0x00000000: Compile Unit: length = 0x00000116 version = 0x0004 abbr_offset = 0x00000000 addr_size = 0x08 (next CU at 0x0000011a)
0x0000000b: TAG_compile_unit [1] *
AT_producer( "Apple Swift version 4.2.1 (swiftlang-1000.0.42 clang-1000.10.45.1) -emit-object -primary-file example.swift -emit-module-path <temporary-file> -emit-module-doc-path <temporary-file> -target x86_64-apple-darwin17.7.0 -enable-objc-interop -sdk /Library/Developer/CommandLineTools/SDKs/MacOSX10.14.sdk -g -color-diagnostics -module-name b -o <temporary-file> -resource-dir /Library/Developer/CommandLineTools/usr/lib/swift" )
AT_language( DW_LANG_Swift )
AT_name( "/Volumes/Data/Users/objceo/Projects/objectiveceo/simple-symbolication/example.swift" )
AT_stmt_list( 0x00000000 )
AT_comp_dir( "/Volumes/Data/Users/objceo/Projects/objectiveceo/simple-symbolication" )
AT_APPLE_flags( "-emit-object -primary-file example.swift -emit-module-path <temporary-file> -emit-module-doc-path <temporary-file> -target x86_64-apple-darwin17.7.0 -enable-objc-interop -sdk /Library/Developer/CommandLineTools/SDKs/MacOSX10.14.sdk -g -color-diagnostics -module-name b -o <temporary-file> -resource-dir /Library/Developer/CommandLineTools/usr/lib/swift" )
AT_APPLE_major_runtime_vers( 0x04 )
AT_low_pc( 0x0000000100000b90 )
AT_high_pc( 0x000002ff )
0x00000093: TAG_subprogram [4] *
AT_low_pc( 0x0000000100000d30 )
AT_high_pc( 0x0000015f )
AT_frame_base( rbp )
AT_linkage_name( "$S1b3bazyyF" )
AT_name( "baz" )
AT_decl_file( "/Volumes/Data/Users/objceo/Projects/objectiveceo/simple-symbolication/example.swift" )
AT_decl_line( 11 )
AT_type( {0x0000010e} ( $SytD ) )
AT_external( true )
0x000000b0: TAG_lexical_block [5] *
AT_low_pc( 0x0000000100000d42 )
AT_high_pc( 0x0000014d )
Line table file: 'example.swift' line 14, column 9 with start address 0x0000000100000e2e
There’s a lot to learn from this. First, you might notice that I haven’t updated to a more modern version of Swift. That’s okay, I’m writing from my personal laptop and not my professional one. I haven’t upgraded to the latest macOS there so don’t read too much into it. This works on the latest versions of Apple’s Swift compiler, I promise you.
Second, you might notice that there’s a lot of information here!

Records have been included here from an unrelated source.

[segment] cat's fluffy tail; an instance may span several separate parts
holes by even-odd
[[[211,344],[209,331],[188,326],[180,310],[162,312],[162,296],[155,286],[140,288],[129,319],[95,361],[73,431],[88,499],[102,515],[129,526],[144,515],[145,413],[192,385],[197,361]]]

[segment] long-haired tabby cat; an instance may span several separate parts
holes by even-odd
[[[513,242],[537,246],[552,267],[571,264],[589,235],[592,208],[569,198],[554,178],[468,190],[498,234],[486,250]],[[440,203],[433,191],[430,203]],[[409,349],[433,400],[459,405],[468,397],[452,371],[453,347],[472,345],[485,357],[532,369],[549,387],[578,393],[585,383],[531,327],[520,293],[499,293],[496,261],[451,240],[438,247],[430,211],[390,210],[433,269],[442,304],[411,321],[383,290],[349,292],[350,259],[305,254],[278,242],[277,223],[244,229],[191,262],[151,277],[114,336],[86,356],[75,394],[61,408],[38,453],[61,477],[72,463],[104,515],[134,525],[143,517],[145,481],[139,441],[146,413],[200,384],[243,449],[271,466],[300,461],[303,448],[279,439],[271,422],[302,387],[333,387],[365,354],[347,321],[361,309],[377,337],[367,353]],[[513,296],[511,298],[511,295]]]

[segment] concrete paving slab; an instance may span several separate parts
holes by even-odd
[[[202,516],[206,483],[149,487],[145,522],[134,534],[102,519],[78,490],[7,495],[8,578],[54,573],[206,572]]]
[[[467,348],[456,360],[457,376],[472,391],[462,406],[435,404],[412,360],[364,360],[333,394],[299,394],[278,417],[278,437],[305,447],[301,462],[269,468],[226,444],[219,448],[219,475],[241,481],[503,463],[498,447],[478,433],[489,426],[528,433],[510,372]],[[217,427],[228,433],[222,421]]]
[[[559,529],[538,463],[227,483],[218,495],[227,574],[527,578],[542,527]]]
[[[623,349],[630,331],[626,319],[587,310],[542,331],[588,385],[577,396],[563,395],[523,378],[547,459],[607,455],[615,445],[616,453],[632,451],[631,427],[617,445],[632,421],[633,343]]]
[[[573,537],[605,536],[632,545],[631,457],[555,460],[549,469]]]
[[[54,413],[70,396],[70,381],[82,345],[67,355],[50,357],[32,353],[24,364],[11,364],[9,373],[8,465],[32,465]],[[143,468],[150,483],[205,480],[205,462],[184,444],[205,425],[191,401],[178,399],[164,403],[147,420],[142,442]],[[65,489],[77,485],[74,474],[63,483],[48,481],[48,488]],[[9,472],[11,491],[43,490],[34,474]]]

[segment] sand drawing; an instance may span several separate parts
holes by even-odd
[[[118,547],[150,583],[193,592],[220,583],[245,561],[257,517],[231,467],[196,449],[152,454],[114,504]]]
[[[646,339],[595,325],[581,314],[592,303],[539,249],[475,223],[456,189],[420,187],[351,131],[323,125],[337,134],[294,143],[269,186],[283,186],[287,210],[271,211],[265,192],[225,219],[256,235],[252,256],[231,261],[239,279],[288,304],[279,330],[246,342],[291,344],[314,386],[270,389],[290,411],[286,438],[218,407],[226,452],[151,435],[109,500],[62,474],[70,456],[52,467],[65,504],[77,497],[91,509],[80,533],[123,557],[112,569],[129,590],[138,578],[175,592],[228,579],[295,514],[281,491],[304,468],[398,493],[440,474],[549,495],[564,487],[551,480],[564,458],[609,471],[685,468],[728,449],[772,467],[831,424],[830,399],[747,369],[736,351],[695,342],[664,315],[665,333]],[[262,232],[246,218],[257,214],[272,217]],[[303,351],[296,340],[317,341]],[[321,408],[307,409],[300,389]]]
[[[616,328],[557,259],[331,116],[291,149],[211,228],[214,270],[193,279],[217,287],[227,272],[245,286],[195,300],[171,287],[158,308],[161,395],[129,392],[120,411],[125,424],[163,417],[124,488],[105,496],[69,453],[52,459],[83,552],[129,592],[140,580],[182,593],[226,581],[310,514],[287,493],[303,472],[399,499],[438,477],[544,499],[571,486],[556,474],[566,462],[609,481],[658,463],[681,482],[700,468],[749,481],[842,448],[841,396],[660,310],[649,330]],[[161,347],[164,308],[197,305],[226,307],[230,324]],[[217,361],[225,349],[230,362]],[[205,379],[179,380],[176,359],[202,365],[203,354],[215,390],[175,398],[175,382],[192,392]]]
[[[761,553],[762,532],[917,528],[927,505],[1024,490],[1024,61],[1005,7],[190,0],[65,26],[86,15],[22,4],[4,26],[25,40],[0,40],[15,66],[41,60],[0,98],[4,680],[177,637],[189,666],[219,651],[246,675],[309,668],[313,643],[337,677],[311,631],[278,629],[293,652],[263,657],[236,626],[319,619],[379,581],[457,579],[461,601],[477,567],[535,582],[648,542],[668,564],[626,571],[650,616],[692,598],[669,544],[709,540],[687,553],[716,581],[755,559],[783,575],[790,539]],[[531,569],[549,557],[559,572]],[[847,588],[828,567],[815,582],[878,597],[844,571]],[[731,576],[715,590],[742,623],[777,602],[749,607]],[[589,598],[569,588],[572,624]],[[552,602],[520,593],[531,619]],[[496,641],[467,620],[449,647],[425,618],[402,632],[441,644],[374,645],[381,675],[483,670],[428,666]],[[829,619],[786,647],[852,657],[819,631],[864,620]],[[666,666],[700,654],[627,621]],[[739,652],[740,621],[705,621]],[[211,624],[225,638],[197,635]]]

It tells us the linkage name. It gives us a nicer, human-legible name. There’s even information about where the file existed on disk when it was compiled!
Filling in the blanks
With the information above, we can achieve two goals:
- Deliver the most efficient binary to our users.
- Provide vital information to our developers in the face of crashes and stack traces.
With the debugging symbols, we can “rehydrate” our stack traces from the addresses that we have. We’ll be able to deliver a small, efficient binary to our users and fill in information gaps if/when we get crash reports back.
Tools like Apple’s dev portal and Microsoft’s AppCenter can automatically fill in the details for you. You merely need to upload your dSYM folders with your binary and they’ll take care of the rest. That’s very handy and I highly recommend that you take advantage of those tools. This is just a quick post to expose where that information comes from and the importance of the dSYM folder.